Employers should note that the minimum wage in India is indicative; it is often utilized as a benchmark, especially in the employment of unskilled and semi-skilled labor in the manufacturing sector. 

Labor costs also vary by region in India; wages in tier two and three cities are much lower than in tier one due to lower costs of living and affordable real estate. The difference in salary pay scale can be up to 25 percent as the city compensatory allowance and employee conveyance allowance is a much smaller portion of paychecks in tier two and three cities when compared with tier one cities. Therefore, for instance, the average salary of a software engineer in New Delhi is US$7,632.53, while in Mysore, it is US$6,621.47. 

Special Economic Zones 

Special economic zones (SEZs) in India are areas that offer incentives to resident businesses. SEZs typically offer competitive infrastructure, duty-free exports, tax incentives, and other measures designed to make it easier to conduct business. Accordingly, SEZs in India are a popular investment destination for many multinationals, particularly exporters. 

While India’s SEZs are similar to those found in other parts of Asia, business leaders who are considering setting up a SEZ should seek to understand how SEZs work in India. Each SEZ is unique.
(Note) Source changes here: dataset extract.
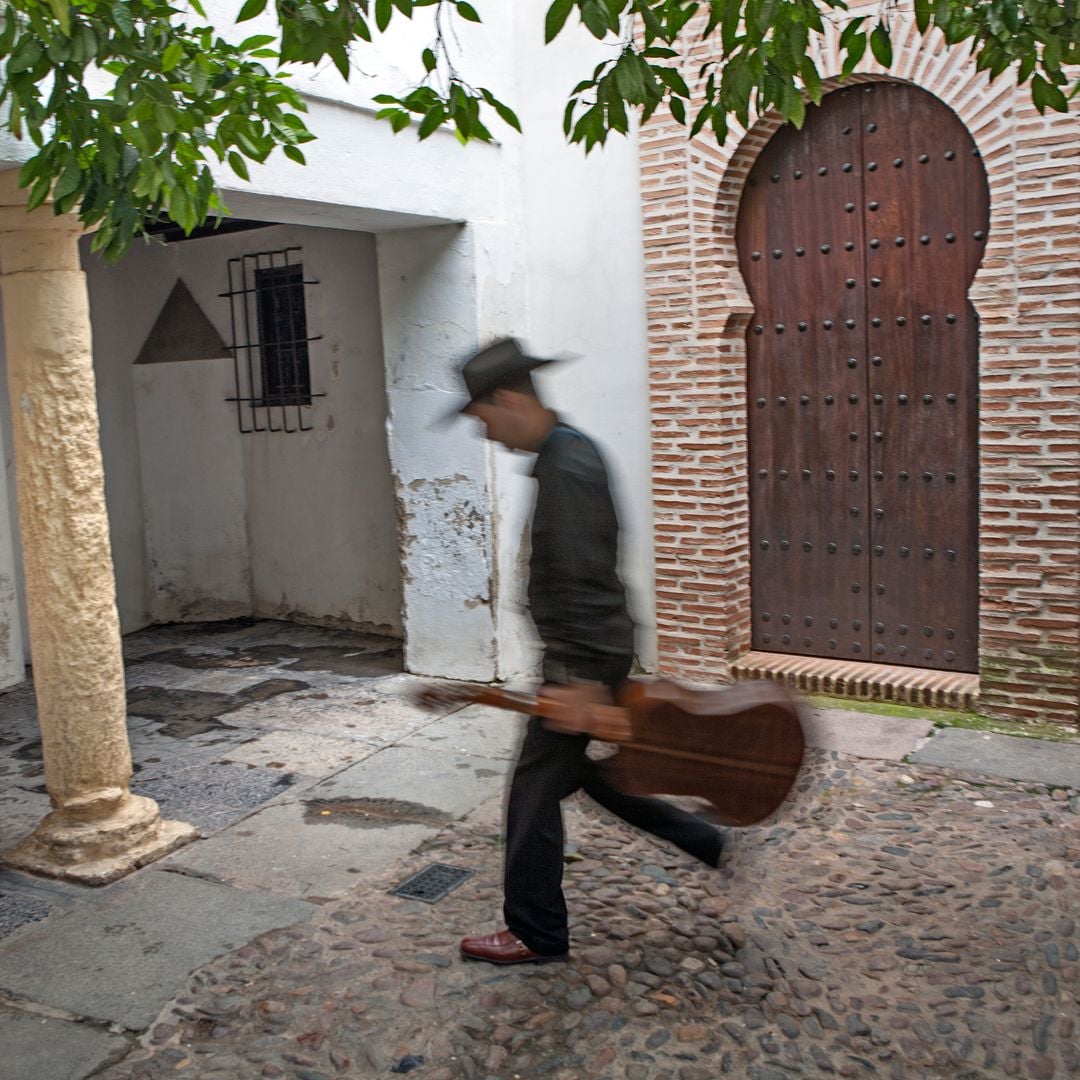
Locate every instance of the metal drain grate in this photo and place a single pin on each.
(432, 883)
Many business leaders conduct market entry studies that compare sites, resources, tax incentives, and costs before making site visits. 

Summary: Top 10 reasons to invest in India


Strategic Location 

Strategic destination for manufacturing and China +1, a major investment hub in South Asia, and well connected to central, west, southeast, and east Asian countries 


Growing Economy 

Strong economic GDP growth, including continuing annual GDP growth, competing consistently with global and regional peers. 


Network of SEZs 

Multiple SEZs offer competitive infrastructure, duty-free exports, tax incentives, and other measures designed to make it easier to conduct business. 


Ease of Doing Business 

Improving ease of doing business for foreign investors. 


Large, young labor force 

By 2027, India is likely to have the world’s largest workforce, with a billion people aged between 15 and 64. 


Incentives for Doing Business 

There are various incentives available to businesses depending on the economic activity, industry, location, and size of the firm. 


Strong FDI Environment 

Most sectors are open to FDI. 



Progress in Infrastructure Development 

Several policies implemented nationwide to construct, refurbish, strengthen, and expand infrastructure.  


Network of FTA's and DTAs 

Signatory of more than 13 Free Trade Agreements and one of the largest networks of tax treaties for the avoidance of double taxation and prevention of tax evasion.  


Integration with Legal Frameworks 

WTO member and signatory of most major worldwide Intellectual Property Protection conventions, protocols and agreements.